Flock 1: Ducks - I had an electric poultry net fence. The battery died while I was at work. Fox had a gourmet meal.
Flock 2: Chickens (smarter than ducks, supposedly) After the 2nd year with them and no further predator attacks, I free ranged this flock. There is nothing more beautiful and soothing, in my opinion, than content hens clucking and scratching along the shrubbery. Then I cam home from work one day to a massacre. 14 dead hens, feather and bodies scattered from one end of my property to the other. 3 missing hens I never did find. 4 survivors who took shelter in my garage.
Flock 3: That was the end of unsupervised free range. I built a 2nd and larger run onto my chicken coop - about 50x100, I surrounded it with 6 foot chain link fence my brother had salvaged from a job. I set my alarm on my phone to go off 30 minutes before sunset so I could make sure they were shut in. I got some new chicks. Things seemed to be fine for about a year or so. Then I noticed missing eggs.
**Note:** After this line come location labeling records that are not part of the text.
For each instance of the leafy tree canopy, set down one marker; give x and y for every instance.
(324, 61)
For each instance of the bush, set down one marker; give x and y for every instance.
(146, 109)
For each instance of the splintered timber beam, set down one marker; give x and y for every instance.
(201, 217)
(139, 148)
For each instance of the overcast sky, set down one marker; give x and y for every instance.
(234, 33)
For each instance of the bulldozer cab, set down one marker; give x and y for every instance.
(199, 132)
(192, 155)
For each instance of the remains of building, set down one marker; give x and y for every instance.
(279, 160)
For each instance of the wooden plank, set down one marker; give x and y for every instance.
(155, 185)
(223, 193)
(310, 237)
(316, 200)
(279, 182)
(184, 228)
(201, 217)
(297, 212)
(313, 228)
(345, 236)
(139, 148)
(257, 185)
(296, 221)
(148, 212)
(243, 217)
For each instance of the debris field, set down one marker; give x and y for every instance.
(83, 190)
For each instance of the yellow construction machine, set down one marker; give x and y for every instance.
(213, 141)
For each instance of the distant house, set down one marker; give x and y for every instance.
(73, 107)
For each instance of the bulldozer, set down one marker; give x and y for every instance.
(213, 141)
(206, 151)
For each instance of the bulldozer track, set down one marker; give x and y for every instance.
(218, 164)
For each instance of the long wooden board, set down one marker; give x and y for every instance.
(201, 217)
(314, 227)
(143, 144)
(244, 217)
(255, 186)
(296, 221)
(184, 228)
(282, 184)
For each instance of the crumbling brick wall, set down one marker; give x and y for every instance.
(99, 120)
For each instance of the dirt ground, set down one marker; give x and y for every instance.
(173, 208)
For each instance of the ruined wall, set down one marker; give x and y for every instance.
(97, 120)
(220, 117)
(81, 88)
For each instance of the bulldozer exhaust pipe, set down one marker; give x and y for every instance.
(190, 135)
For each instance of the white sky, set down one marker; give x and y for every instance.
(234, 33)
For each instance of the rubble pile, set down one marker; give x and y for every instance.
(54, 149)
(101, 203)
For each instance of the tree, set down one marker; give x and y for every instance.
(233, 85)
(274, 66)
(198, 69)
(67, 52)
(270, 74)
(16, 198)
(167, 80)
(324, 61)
Then I came out one evening to find a racoon in the coop. Then I came home to a puff of feathers (raptor of some sort). Then another puff of feathers. Then a half eaten carcass (coon) . So I bought bird netting. It worked for a bit, but those coons are like water. They will find a way. By the end of that next year, I was down to 3 hens again.
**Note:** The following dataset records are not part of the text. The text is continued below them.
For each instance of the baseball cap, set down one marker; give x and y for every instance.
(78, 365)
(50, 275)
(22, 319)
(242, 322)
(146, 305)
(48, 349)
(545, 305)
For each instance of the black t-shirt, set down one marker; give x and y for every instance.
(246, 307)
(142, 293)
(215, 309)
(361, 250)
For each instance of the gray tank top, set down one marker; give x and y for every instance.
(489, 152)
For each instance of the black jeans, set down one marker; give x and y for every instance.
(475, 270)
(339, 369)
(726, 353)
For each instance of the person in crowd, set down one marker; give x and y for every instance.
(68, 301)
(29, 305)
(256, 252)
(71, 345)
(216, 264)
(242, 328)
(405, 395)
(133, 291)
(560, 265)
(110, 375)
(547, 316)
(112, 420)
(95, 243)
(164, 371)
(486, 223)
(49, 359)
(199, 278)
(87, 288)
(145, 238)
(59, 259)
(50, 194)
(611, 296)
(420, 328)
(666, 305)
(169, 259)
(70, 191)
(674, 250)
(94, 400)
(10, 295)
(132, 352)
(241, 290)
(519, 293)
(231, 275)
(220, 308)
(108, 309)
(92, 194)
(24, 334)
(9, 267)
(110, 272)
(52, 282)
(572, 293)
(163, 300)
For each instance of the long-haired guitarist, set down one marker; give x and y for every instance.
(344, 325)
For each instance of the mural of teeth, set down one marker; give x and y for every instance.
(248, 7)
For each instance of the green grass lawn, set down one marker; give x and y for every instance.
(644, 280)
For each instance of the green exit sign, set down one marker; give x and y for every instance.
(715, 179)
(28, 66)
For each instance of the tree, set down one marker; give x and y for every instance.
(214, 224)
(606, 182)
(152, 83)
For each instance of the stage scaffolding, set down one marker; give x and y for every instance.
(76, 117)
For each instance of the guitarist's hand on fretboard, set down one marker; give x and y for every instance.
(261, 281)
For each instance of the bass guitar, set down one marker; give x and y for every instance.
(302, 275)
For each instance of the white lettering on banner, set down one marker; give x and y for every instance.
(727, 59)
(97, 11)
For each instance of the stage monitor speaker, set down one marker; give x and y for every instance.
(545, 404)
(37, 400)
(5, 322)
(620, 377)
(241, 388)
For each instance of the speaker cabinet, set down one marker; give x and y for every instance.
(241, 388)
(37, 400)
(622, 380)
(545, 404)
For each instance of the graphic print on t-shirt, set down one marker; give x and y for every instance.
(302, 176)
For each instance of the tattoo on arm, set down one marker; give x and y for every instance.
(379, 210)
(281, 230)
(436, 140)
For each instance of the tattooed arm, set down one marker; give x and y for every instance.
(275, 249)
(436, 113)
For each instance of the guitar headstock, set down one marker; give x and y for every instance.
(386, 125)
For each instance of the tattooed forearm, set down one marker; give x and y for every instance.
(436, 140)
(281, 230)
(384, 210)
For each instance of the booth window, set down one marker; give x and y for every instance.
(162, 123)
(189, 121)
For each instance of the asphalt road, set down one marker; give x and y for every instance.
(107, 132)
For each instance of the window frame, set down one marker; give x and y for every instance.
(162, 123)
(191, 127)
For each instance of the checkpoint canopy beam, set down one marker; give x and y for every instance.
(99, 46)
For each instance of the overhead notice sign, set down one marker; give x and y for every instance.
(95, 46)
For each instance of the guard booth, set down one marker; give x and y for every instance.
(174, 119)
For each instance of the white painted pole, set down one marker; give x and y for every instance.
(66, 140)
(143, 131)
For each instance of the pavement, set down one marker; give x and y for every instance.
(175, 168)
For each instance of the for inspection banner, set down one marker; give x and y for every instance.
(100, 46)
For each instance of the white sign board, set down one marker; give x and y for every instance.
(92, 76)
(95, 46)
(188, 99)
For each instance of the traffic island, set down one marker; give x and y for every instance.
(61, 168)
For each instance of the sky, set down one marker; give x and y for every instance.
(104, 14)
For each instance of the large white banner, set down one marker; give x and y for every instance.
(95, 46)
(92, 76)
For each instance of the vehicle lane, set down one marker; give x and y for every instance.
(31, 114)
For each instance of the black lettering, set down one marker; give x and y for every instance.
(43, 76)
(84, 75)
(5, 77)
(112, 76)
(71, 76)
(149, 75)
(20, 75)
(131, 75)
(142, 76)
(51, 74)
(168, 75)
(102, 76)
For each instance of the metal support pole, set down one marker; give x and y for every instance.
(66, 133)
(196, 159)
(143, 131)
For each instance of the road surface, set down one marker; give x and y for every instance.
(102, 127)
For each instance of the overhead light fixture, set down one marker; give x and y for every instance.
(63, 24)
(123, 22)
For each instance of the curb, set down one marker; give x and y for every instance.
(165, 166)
Flock 4: I tore down the 50x100 foot run and confined them back to the original run (12x12). I got a few more chicks. I took that chain link fence, and I put it ON TOP of my run. I put down a chain link dig skirt. I sealed up any point of entrance I could find. I went through 10 bags of zip ties, sealing up any gaps where the chain link overlapped. I fine tooth combed that run. It worked for about 3 years. I could finally relax and not go into hyper attack mode any time I heard a chicken squawk. (yes, chicken keeping with predators is a constant state of fight or flight for the chicken keeper

) Then the eggs started disappearing again. I thought I had an egg eating hen, so I put out more oyster shell. The hens were acting skittish. I put out a game camera...nothing. Then I came out one evening to find a coon in the coop again. NO CLUE how it got in to this day. I moved the game camera. no luck. Then I came home to a coon in my coop eating a broody hen while she was on her nest. That was it. I rehomed my last hens, and took a break for about 5 years.
Flock 5: Present Day - I said if I did this again, I was starting from scratch and building fort knox. I have built it. My hens will not wander. I don't want them to even view the door as something they want go through. They have 10 X 20 feet in the run, and I've added several outside perches to increase usable space for them. Plus they have the coop. Also, we have waterfowl in the area, and I'd rather not take chances with HPAI.